Es wird sich jedoch zeigen, wie „Die Freiheit“ im rechtskonservativen Milieu angenommen wird. Eins ist klar: Wo eine Tür geöffnet wird, verirren sich auch viele Verrückte. So ist auch die Vereinigung „Pax Europa“, welche von dem „Islamkritiker“ Udo Ulfkotte einst für das Ziel, der Gründung einer neuen Partei, ins Leben gerufen wurde, nach seiner Meinung von „rechtsradikalen Radaubrüdern“ unterwandert. Zwar haben König und Stadtkewitz mehrfach darauf hingewiesen, keine „Extremisten“ in der Partei zu dulden, doch dürfte der Spaltpilz auch „Die Freiheit“ heimsuchen. Obgleich ein Ableger der Geert Wilders „Partei für die Freiheit“ auch in Deutschland auf fruchtbarem Boden fällt, doch dürften die programmatischen Widersprüche in Hinblick auf die Abgeordnetenhauswahl schwer zu beseitigen sein. Gerd Wilders Vorteil ist, dass er seine eigene Partei ist und seine Unterstützer netzwerkartig um ihn gescharrt werden. „Die Freiheit“ hingegen organisiert sich, wenn auch gegen die „political correctness“, als „normale Partei“, mit den üblichen Streitigkeiten um Macht und Einfluss. Drei Männer saßen auf dem Podium mit sicherlich unterschiedlichen Ambitionen. Insbesondere der Widerspruch zwischen dem eher modern und liberal auftretenden König und den konservativen Hardlinern Doll und Stadtkewitz könnten auf Dauer zu groß werden. Das Ziel, die 5-Prozent-Hürde bei der Abgeordnetenhauswahl zu knacken, könnte auch durch äußere Gegner bedroht werden. Schärfster Konkurrent: Die rechtspopulistische Vereinigung Pro-Berlin, welche mit Patrik Brinkmann einen vermeintlich finanzstarken Unterstützer im Rücken haben.

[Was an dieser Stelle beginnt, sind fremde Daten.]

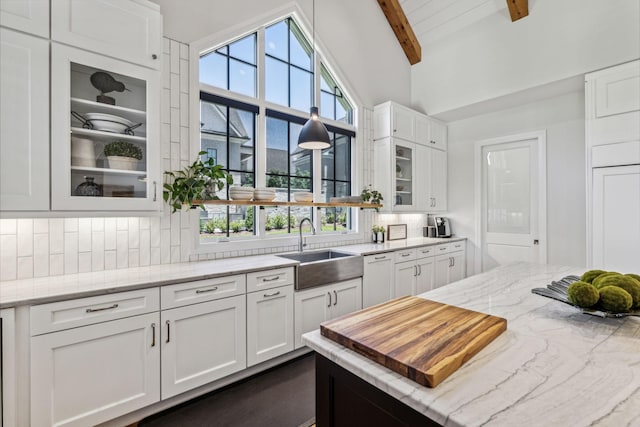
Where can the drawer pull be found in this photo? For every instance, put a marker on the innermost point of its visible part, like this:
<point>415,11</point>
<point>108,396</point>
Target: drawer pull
<point>203,291</point>
<point>93,310</point>
<point>272,294</point>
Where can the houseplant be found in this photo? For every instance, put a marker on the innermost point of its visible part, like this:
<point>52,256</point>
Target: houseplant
<point>122,155</point>
<point>198,181</point>
<point>373,196</point>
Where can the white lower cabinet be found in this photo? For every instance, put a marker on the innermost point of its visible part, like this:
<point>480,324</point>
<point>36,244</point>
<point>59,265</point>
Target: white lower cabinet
<point>202,343</point>
<point>314,306</point>
<point>269,323</point>
<point>377,280</point>
<point>91,374</point>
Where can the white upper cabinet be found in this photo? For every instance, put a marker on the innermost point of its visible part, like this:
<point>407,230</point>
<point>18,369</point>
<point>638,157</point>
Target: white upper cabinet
<point>30,16</point>
<point>84,175</point>
<point>390,119</point>
<point>123,29</point>
<point>24,118</point>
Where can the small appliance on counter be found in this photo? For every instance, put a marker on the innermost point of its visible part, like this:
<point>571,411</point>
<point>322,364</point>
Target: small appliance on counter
<point>443,229</point>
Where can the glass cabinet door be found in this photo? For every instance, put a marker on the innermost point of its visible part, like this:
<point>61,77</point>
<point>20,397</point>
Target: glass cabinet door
<point>404,176</point>
<point>104,133</point>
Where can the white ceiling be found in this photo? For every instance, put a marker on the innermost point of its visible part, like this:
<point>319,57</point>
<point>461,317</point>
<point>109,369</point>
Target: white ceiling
<point>433,19</point>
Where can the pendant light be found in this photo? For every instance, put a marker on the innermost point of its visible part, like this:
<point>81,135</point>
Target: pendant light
<point>314,135</point>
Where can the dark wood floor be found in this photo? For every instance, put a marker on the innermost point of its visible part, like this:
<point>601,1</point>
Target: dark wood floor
<point>281,397</point>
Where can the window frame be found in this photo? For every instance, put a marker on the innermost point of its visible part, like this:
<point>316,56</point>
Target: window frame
<point>261,243</point>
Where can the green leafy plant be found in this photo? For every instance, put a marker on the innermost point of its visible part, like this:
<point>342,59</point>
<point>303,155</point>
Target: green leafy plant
<point>198,181</point>
<point>123,149</point>
<point>373,196</point>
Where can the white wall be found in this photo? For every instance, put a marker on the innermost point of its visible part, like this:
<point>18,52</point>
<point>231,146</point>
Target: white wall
<point>563,119</point>
<point>493,57</point>
<point>354,33</point>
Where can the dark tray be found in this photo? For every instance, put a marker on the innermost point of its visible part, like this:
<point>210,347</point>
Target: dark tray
<point>558,291</point>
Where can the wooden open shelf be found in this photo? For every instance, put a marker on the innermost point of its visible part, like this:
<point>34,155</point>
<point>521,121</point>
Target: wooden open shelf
<point>279,203</point>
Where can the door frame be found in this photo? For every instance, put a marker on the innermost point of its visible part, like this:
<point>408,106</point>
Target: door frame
<point>541,137</point>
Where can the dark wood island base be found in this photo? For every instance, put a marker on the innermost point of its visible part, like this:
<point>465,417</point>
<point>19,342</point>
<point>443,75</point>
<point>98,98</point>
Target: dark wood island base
<point>345,400</point>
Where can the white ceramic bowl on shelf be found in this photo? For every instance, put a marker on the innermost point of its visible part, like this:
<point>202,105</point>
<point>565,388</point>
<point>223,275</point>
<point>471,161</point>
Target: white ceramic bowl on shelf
<point>303,196</point>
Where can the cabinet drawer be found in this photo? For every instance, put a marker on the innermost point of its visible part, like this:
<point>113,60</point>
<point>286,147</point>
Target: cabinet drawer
<point>268,279</point>
<point>370,259</point>
<point>202,290</point>
<point>426,251</point>
<point>405,255</point>
<point>62,315</point>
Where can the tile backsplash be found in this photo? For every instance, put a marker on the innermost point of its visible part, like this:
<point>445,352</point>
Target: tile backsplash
<point>43,247</point>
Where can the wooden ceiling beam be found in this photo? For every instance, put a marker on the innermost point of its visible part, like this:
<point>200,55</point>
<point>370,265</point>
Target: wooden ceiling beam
<point>401,27</point>
<point>518,9</point>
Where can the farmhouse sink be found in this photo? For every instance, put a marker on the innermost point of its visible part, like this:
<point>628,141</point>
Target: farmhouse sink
<point>323,267</point>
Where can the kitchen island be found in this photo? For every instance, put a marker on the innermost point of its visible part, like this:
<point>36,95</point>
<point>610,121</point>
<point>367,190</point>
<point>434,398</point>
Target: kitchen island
<point>552,366</point>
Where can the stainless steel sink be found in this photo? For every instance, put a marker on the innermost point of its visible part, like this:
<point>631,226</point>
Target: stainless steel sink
<point>319,268</point>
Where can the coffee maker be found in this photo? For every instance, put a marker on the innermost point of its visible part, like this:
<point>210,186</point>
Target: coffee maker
<point>443,228</point>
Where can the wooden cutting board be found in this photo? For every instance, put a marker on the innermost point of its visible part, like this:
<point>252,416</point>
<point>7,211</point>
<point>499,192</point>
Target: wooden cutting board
<point>423,340</point>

Auf die abschließende Bemerkung eines Journalisten, dass eine solche Partei ja eine charismatische Führungsfigur brauche und ob er, Stadtkewitz, denn eine solche darstelle, lachte der halbe Raum. Stadtkewitz antwortete verlegen und König bemerkte, dass die Partei weniger auf Prominenz, mehr auf Quereinsteiger setze. Doch Auslachen sollte man die „Die Freiheit“ nicht, bleibt doch die Dynamik der aktuellen Debatte um Integration, Islam und der Rolle der „politischen Klasse“ im Allgemeinen unberechenbar.